It’s part of the trilogy he’s doing about his family, these kind of poetic memoirs. But it’s interesting because it’s about being on the set of Being Flynn, which is based on Another Bullshit Night in Suck City. Are you going to be on the set for your film?
First of all, let me say that the whole experience has been meta. You know, I took the hike [that’s the basis for Wild] and I never would have guessed that that hike would come to be known by so many people. And then I spent the last year and half talking about the book and the experience to the point where — in brain science they say that every time you remember something, your memory of that experience alters slightly. I have now talked about this story so many times, how does my relationship to the story itself, how is that altered by all of this conversation about it and all of this writing about it?
I was in the UK last month, and Nick Hornby is writing the script for the film, and I met him for the first time. He was just finishing literally the last page of this screenplay. I didn’t say to him, “Hand over the script I want to read it.” I actually felt like I don’t want to see it, I’m nervous about seeing it.
I didn’t want to be in on the first draft round because I felt like it’s too fragile for me until they’ve decided what they’re going to do with my story, I don’t want to intervene or involve myself in it.
But I think that any piece of art — like the only way that I could ever write a Sugar column, or anything I’ve ever written, is to fully inhabit the story, and work out of exactly what I want writing to do, which is to move people, and to connect with people, and to be, in some way, transcendent. So I think that’s what Reese is going to have to do, and, the director of the film is going to have to do, and what Nick has had to do with the script.

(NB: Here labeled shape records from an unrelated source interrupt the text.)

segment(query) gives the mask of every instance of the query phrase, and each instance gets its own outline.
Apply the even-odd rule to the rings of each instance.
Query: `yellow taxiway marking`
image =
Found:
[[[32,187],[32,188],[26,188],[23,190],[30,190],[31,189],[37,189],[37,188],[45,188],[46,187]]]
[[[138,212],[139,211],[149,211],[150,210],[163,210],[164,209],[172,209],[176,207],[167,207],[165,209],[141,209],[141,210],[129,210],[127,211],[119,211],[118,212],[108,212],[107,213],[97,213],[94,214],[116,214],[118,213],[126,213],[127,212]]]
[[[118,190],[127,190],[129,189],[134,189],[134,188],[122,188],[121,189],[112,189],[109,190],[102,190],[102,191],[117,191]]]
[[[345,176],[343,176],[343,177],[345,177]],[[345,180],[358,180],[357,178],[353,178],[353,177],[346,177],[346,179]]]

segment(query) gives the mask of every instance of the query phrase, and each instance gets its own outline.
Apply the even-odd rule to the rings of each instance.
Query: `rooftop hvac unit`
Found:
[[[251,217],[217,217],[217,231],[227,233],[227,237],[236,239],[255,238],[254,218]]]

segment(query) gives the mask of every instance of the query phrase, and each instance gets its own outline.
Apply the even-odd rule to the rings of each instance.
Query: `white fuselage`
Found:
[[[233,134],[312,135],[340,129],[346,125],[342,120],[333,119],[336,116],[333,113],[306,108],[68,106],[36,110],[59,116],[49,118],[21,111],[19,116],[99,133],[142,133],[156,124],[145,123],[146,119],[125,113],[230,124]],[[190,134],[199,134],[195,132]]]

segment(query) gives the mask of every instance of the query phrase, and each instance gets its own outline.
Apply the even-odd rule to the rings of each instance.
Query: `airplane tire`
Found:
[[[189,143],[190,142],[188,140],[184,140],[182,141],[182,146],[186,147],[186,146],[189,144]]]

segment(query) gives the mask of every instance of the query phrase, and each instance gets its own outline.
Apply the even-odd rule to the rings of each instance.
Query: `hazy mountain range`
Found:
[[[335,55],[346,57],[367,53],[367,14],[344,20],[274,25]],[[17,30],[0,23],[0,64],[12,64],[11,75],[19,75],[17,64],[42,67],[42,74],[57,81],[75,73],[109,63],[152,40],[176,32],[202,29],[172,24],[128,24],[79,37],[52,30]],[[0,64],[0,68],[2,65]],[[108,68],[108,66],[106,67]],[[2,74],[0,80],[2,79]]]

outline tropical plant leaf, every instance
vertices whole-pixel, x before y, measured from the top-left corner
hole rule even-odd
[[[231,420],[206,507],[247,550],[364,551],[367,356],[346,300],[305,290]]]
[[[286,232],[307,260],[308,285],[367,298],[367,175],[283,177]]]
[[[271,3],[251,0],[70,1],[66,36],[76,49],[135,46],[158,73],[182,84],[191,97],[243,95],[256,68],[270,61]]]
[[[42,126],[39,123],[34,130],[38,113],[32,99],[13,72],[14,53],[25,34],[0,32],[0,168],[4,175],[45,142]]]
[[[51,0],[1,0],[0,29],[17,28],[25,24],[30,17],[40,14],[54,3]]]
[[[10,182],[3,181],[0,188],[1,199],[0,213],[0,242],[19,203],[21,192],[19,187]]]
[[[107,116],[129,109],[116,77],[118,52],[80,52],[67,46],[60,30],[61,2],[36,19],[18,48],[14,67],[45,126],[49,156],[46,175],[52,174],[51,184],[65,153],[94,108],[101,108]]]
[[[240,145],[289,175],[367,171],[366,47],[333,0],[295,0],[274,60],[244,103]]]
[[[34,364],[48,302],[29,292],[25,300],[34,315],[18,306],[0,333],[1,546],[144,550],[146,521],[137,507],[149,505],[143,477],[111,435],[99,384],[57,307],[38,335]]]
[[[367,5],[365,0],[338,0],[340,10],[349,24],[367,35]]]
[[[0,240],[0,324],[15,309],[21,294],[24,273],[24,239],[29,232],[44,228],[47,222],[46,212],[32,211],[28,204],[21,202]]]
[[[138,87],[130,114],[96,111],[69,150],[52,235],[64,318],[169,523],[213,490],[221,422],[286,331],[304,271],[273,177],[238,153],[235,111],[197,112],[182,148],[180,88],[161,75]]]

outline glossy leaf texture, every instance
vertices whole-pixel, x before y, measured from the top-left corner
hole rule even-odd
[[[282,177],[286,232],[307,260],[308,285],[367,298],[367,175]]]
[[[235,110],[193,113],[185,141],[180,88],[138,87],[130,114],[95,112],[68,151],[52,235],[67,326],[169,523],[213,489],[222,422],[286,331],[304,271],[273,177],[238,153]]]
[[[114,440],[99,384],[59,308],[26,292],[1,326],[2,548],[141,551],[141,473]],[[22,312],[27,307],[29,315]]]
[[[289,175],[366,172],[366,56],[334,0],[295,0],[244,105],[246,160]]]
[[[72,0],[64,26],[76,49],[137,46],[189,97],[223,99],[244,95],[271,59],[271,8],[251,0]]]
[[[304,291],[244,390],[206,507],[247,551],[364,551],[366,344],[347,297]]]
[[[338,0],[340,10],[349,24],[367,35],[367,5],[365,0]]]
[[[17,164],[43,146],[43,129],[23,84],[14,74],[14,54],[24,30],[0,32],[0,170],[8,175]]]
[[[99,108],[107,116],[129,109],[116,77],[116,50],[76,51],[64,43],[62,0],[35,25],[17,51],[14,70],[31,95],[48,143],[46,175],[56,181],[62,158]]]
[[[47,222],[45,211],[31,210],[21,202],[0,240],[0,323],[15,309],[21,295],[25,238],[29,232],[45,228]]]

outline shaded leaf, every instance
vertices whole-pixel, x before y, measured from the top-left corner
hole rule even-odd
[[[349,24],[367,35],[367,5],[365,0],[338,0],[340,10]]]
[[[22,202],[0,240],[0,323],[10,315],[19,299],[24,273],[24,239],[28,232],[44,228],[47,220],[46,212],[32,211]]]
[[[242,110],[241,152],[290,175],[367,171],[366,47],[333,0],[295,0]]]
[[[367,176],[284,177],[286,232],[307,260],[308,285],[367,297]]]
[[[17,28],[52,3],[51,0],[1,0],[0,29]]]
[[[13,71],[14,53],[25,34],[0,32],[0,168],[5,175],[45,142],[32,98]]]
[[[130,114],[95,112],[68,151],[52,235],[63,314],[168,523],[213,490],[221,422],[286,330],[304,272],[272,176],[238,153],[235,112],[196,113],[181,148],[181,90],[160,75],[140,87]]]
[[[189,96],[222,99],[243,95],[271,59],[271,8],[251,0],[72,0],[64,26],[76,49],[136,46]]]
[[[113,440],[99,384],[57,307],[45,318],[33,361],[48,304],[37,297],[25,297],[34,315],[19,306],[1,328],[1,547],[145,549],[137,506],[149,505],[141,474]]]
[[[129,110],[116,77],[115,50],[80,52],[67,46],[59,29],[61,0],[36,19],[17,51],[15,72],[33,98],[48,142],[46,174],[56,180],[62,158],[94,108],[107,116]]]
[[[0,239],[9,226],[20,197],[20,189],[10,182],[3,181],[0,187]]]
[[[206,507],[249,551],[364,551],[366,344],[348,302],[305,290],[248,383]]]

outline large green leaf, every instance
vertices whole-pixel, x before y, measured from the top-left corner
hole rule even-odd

The first person I talked about it [the possibility of a film adaptation] with was Reese, and I could see that she understood the book, and so in allowing her to option it I was saying, “I’ll hand this off to you.” The book is mine, and nobody can change the book. That’s my work. And then the film will be hers. And it’s going to be different. She has to own it. If she tries to please me or mimic what is in the book I think that it won’t be successful. She has to own that story, and that’s probably going to be a little bit dislocating for me sometimes because of course I own the story too, it’s me.
In a way it seems like an act of love to give something away on that level and allow someone to find their own self in it. That seems really beautiful.